Huang Xuelin, Wolfe Robert A
Department of Biostatistics, University of Michigan, Ann Arbor 48109-2029, USA.
Biometrics. 2002 Sep;58(3):510-20. doi: 10.1111/j.0006-341x.2002.00510.x.
To account for the correlation between failure and censoring, we propose a new frailty model for clustered data. In this model, the risk to be censored is affected by the risk of failure. This model allows flexibility in the direction and degree of dependence between failure and censoring. It includes the traditional frailty model as a special case. It allows censoring by some causes to be analyzed as informative while treating censoring by other causes as noninformative. It can also analyze data for competing risks. To fit the model, the EM algorithm is used with Markov chain Monte Carlo simulations in the E-steps.
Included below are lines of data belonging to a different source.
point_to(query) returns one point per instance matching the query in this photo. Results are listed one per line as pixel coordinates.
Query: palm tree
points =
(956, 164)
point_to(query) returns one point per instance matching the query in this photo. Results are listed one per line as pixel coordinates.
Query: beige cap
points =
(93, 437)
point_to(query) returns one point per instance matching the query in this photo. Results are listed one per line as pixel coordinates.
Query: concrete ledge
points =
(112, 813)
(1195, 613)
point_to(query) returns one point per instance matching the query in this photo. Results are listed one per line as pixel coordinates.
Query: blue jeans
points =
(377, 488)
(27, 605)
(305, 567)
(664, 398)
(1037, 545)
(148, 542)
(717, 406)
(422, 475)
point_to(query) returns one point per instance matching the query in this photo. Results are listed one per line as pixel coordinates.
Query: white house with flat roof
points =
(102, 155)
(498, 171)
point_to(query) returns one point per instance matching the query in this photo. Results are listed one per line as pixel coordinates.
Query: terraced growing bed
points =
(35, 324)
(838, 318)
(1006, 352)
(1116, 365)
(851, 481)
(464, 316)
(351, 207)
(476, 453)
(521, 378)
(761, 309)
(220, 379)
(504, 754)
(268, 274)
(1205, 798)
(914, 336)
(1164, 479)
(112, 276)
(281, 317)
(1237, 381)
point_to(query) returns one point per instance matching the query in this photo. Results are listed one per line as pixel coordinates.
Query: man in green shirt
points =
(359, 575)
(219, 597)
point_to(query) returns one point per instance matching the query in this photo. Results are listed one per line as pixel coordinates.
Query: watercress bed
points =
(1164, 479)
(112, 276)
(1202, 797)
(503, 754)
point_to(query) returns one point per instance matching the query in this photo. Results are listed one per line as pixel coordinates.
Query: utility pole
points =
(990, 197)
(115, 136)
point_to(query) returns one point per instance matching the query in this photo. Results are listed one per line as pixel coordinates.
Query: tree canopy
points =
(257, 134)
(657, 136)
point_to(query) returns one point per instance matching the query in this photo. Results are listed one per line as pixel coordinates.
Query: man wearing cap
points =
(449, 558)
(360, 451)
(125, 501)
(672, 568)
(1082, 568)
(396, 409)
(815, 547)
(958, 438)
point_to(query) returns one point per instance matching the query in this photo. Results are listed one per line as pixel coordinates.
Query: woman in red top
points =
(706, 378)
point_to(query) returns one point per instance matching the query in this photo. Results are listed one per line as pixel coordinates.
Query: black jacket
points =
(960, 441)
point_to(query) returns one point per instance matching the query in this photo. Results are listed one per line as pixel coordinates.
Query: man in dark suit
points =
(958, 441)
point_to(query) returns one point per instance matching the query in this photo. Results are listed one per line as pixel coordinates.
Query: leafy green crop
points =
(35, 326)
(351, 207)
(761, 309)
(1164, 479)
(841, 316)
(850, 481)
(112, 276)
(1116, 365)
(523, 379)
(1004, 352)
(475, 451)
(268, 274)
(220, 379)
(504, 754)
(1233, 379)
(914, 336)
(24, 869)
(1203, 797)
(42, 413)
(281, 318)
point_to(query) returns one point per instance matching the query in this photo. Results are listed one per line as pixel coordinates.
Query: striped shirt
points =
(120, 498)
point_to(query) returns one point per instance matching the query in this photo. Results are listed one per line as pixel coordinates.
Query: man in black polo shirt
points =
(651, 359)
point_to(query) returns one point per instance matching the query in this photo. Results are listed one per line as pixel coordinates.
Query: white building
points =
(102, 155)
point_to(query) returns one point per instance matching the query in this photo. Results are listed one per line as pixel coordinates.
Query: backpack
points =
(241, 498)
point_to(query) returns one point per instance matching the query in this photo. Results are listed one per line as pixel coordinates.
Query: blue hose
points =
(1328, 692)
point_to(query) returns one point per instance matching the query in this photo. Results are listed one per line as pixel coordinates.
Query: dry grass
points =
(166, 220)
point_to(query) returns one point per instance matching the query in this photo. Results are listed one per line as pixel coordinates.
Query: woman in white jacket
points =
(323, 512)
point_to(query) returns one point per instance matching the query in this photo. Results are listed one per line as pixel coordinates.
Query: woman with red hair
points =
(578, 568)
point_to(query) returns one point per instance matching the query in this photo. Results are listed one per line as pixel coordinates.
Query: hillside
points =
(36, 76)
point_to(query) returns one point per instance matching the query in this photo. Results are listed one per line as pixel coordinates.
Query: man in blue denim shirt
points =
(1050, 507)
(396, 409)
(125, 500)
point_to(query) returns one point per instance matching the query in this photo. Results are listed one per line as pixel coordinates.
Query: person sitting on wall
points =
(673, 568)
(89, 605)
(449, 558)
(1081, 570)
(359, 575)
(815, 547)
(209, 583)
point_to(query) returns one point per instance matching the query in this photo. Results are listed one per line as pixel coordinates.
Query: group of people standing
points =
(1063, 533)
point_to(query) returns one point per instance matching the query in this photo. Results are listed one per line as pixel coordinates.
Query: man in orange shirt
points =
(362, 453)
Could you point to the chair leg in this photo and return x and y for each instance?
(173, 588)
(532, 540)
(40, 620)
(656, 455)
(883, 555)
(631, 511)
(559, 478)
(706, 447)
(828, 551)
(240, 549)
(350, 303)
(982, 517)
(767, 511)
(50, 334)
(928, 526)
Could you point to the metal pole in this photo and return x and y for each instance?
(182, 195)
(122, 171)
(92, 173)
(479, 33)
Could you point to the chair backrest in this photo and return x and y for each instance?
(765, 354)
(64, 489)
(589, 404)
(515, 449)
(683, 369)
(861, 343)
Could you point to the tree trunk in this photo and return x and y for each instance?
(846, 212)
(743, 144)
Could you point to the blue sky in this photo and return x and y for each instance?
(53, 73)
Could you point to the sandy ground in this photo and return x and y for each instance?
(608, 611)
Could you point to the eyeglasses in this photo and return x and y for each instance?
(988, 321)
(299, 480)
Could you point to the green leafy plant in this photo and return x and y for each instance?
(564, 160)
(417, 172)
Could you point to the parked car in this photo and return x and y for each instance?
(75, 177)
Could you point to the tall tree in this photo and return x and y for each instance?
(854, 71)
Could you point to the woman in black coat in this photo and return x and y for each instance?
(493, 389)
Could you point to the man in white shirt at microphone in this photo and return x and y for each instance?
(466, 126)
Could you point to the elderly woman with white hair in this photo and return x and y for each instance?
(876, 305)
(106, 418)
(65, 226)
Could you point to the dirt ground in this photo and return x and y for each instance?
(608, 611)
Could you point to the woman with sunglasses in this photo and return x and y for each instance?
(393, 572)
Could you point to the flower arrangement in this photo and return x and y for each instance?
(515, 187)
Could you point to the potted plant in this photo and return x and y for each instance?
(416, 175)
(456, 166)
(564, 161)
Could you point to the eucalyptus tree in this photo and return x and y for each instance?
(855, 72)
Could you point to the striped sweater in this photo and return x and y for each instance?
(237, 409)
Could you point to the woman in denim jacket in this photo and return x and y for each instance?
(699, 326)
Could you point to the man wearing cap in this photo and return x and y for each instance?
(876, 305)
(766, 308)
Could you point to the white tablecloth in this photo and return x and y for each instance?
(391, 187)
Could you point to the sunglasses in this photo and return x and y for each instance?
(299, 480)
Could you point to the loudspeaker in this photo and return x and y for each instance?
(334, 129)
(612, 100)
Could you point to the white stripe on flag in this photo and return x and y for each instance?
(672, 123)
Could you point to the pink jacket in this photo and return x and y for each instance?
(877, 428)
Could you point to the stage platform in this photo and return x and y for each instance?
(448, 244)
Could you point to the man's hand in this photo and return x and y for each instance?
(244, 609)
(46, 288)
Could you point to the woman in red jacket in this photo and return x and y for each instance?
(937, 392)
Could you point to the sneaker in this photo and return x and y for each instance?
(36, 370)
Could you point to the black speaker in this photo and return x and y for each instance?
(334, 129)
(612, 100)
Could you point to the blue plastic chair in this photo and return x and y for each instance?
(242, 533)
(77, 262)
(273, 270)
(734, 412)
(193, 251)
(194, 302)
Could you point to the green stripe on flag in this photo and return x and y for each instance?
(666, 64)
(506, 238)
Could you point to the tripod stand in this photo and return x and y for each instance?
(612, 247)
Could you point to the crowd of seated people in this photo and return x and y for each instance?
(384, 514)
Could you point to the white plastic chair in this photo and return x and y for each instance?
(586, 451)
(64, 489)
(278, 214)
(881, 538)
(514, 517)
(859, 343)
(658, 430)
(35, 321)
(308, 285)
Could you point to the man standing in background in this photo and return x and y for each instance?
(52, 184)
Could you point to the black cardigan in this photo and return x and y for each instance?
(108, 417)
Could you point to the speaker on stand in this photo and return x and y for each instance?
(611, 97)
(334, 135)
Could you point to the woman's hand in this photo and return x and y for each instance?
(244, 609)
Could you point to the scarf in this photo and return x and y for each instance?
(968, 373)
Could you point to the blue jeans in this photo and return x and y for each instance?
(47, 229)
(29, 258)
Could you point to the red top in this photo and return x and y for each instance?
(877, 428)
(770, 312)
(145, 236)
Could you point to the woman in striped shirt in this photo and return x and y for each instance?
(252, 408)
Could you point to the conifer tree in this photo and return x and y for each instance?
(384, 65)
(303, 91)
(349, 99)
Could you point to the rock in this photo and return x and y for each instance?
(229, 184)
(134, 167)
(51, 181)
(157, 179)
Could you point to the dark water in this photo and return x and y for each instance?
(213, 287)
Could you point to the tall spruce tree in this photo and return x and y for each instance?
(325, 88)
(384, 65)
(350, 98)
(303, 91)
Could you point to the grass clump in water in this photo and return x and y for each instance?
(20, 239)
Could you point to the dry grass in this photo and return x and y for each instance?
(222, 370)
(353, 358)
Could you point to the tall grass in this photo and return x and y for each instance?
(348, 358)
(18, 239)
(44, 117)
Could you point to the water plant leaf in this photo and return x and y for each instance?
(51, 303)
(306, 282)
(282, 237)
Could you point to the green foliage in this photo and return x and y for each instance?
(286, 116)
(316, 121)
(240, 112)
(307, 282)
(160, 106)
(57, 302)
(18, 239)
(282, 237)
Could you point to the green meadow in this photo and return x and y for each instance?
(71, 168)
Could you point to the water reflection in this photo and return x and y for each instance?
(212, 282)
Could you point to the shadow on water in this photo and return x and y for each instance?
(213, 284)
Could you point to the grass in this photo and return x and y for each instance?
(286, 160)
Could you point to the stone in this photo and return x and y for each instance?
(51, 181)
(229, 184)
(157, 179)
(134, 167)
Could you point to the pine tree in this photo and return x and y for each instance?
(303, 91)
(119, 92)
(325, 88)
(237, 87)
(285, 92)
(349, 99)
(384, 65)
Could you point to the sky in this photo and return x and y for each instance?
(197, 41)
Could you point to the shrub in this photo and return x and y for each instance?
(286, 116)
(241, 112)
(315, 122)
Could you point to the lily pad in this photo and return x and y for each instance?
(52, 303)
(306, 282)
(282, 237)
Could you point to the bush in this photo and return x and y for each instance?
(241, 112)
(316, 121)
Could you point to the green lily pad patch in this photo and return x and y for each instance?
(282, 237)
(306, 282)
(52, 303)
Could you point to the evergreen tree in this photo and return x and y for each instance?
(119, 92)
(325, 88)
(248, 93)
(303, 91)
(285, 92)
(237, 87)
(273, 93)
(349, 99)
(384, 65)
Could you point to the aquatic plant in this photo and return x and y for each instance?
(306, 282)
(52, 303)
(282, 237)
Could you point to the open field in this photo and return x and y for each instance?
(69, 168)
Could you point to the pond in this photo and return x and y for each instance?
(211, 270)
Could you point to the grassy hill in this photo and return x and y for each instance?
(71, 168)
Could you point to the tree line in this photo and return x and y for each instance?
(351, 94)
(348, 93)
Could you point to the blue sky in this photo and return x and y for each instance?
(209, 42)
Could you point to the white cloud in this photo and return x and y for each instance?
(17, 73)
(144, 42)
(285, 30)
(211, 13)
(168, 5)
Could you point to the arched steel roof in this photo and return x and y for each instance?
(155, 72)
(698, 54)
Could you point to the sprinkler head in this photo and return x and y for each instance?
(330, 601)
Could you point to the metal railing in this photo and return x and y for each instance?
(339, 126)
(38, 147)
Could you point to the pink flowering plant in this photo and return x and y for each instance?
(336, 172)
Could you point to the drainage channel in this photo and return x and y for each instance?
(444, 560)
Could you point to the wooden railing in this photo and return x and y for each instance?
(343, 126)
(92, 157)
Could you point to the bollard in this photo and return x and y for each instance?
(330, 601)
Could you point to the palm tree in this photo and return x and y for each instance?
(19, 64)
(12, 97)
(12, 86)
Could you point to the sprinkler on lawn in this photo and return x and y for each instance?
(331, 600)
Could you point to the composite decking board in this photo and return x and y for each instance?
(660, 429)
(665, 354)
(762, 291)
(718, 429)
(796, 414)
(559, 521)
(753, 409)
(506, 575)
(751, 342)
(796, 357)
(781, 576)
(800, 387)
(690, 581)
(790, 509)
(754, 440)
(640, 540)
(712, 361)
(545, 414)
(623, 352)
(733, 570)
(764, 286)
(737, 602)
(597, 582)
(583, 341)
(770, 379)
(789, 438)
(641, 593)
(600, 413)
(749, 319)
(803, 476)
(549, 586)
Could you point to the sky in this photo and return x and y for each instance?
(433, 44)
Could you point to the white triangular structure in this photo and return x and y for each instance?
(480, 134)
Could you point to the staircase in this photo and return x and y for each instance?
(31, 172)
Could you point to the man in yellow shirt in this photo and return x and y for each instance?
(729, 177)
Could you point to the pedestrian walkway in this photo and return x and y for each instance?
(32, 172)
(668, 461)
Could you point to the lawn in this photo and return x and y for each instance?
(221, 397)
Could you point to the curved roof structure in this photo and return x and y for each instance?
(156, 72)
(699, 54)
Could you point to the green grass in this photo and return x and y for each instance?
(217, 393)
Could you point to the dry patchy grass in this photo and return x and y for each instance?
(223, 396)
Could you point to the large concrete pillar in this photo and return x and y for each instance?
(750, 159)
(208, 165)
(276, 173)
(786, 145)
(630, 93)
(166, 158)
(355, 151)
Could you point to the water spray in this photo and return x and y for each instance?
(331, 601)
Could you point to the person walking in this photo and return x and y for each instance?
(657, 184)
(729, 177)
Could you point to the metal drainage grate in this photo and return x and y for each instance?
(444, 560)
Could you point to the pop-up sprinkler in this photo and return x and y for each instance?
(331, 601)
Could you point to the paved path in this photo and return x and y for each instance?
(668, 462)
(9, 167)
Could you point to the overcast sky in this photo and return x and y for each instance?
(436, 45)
Simulation studies and analysis of data for kidney disease patients are provided. Consequences of incorrectly assuming noninformative censoring are investigated.
为了解释失败与删失之间的相关性,我们提出了一种针对聚类数据的新脆弱性模型。在该模型中,被删失的风险受失败风险的影响。此模型在失败与删失之间的依赖方向和程度上具有灵活性。它将传统脆弱性模型作为一个特例包含在内。它允许将某些原因导致的删失分析为信息性删失,而将其他原因导致的删失视为非信息性删失。它还可以分析竞争风险的数据。为了拟合该模型,在E步中使用带有马尔可夫链蒙特卡罗模拟的期望最大化(EM)算法。提供了模拟研究以及对肾病患者数据的分析。研究了错误地假设非信息性删失的后果。